A recomendação do USTR, divulgada na última semana, decorre de investigação baseada na Seção 301 da Lei de Comércio dos EUA. O argumento utilizado aponta práticas consideradas “desleais” do Brasil, citando ataques ao Pix para favorecer empresas de pagamento americanas.
O Brasil contestou os argumentos, afirmando que a decisão representa ingerência em assuntos internos e protecionismo unilateral de Washington. O país também questiona a medida, alegando que a tarifa média brasileira sobre importações dos EUA é de 2,7%, o que não justificaria o alegado prejuízo às empresas norte-americanas.

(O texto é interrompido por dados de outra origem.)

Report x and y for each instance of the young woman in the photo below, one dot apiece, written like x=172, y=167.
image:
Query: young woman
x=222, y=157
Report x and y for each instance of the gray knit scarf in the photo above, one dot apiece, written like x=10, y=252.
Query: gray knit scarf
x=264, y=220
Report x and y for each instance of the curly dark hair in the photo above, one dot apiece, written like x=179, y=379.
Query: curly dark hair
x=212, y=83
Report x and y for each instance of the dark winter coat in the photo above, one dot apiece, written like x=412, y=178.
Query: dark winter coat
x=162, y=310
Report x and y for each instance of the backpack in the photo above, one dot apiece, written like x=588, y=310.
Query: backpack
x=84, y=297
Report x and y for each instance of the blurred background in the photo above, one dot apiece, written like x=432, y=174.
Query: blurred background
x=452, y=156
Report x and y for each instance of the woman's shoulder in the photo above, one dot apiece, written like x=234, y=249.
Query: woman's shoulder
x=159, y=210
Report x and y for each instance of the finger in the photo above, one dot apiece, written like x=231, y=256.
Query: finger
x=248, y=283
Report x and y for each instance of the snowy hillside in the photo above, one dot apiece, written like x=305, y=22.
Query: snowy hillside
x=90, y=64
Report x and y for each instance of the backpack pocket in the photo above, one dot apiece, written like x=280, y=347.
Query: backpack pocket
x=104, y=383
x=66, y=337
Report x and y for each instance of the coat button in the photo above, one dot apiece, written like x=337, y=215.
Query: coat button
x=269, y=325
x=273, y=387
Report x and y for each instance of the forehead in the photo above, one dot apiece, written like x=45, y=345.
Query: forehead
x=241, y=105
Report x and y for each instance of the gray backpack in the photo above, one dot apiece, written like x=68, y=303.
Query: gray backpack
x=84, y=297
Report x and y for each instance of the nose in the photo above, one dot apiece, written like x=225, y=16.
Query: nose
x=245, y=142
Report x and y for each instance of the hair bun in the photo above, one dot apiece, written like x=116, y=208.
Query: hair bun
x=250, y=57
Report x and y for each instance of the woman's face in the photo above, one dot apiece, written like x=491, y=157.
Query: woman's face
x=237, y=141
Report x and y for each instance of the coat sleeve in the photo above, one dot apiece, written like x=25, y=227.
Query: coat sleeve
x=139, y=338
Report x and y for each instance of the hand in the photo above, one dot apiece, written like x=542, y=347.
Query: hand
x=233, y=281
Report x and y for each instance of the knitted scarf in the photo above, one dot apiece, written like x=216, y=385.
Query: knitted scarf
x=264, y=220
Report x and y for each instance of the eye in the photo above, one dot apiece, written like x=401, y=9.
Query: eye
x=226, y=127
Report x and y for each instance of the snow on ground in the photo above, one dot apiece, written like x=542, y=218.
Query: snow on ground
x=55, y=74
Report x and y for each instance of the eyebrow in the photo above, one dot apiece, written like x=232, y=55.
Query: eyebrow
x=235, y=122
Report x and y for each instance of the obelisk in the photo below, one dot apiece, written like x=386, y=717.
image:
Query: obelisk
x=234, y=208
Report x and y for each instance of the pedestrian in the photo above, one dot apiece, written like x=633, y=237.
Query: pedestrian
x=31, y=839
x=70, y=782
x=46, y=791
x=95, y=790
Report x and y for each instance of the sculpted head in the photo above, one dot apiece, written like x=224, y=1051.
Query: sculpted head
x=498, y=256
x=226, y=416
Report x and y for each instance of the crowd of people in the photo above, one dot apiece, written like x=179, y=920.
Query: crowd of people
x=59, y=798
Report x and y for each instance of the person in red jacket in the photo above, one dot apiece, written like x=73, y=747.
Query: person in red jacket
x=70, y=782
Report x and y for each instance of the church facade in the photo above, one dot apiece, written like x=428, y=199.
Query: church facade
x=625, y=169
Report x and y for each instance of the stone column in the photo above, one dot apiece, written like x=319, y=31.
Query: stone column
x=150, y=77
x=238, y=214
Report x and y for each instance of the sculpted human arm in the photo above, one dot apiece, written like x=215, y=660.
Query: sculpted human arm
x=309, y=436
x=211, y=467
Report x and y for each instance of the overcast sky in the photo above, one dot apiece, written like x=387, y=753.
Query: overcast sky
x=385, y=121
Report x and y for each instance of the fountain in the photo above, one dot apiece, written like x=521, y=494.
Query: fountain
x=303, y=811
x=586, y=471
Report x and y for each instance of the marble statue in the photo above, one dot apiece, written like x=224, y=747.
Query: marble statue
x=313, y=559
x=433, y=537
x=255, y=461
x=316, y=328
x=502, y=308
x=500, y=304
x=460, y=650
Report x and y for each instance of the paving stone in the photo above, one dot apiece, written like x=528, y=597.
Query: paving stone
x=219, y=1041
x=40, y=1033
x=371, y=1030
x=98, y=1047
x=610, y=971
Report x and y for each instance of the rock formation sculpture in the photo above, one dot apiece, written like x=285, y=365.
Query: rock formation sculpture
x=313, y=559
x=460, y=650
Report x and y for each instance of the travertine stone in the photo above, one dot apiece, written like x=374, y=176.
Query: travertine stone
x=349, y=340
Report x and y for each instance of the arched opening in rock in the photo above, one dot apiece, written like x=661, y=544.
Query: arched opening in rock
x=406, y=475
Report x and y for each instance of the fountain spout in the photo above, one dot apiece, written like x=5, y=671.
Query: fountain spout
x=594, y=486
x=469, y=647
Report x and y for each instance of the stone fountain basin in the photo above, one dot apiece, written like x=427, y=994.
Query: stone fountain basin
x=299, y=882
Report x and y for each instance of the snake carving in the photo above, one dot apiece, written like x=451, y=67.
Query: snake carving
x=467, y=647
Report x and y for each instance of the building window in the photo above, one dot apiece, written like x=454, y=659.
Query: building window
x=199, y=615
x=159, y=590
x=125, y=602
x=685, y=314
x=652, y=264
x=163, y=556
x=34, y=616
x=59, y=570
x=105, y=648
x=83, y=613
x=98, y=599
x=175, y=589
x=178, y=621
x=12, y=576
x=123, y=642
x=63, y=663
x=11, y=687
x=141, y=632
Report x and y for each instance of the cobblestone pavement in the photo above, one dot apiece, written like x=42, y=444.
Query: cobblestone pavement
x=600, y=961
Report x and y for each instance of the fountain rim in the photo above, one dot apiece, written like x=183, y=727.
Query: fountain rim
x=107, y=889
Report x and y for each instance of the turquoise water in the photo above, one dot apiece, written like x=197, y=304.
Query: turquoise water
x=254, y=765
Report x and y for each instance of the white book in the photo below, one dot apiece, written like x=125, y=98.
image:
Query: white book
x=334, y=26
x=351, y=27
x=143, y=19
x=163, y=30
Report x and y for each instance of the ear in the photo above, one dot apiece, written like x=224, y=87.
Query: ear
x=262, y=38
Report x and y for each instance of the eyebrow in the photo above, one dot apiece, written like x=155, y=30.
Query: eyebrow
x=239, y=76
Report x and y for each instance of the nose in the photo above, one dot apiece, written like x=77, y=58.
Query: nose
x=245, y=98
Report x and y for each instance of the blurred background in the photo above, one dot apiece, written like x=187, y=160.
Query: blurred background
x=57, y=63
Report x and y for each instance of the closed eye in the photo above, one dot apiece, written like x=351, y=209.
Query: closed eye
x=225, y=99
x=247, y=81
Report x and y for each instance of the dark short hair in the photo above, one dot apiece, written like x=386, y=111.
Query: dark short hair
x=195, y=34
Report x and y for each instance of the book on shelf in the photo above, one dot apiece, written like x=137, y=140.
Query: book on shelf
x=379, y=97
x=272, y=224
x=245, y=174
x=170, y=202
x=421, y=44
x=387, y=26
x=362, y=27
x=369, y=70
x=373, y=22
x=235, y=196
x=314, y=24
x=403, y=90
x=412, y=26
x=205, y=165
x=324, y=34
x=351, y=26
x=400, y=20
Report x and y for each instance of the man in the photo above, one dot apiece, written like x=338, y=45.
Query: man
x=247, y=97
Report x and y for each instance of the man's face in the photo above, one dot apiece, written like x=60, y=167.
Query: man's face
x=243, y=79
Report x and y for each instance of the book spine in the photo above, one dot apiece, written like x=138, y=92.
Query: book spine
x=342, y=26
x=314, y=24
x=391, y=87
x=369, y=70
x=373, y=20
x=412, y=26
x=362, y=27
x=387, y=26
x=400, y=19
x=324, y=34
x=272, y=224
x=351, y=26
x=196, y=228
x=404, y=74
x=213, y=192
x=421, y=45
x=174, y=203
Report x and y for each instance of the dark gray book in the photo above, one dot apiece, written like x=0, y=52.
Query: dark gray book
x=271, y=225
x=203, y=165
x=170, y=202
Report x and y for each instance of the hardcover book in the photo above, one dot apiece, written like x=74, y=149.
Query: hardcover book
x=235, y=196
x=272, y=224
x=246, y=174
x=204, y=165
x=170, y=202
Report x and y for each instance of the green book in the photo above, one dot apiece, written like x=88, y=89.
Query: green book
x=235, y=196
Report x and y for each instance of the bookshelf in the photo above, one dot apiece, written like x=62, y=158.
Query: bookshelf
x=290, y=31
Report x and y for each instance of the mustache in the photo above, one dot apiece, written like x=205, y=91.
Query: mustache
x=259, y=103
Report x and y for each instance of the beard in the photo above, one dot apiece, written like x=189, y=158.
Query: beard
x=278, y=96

O prazo estabelecido pelo USTR para uma definição sobre o tema é 15 de julho, embora possa ser prorrogado. Negociadores brasileiros esperam mais tempo após a reunião entre os presidentes Luiz Inácio Lula da Silva e Donald Trump, realizada no mês passado.
As negociações enfrentam dificuldades, como o envolvimento dos EUA em outras disputas tarifárias globais. O governo brasileiro busca focar em questões tarifárias, mantendo a posição de que o Pix não será pauta nas conversas com Washington.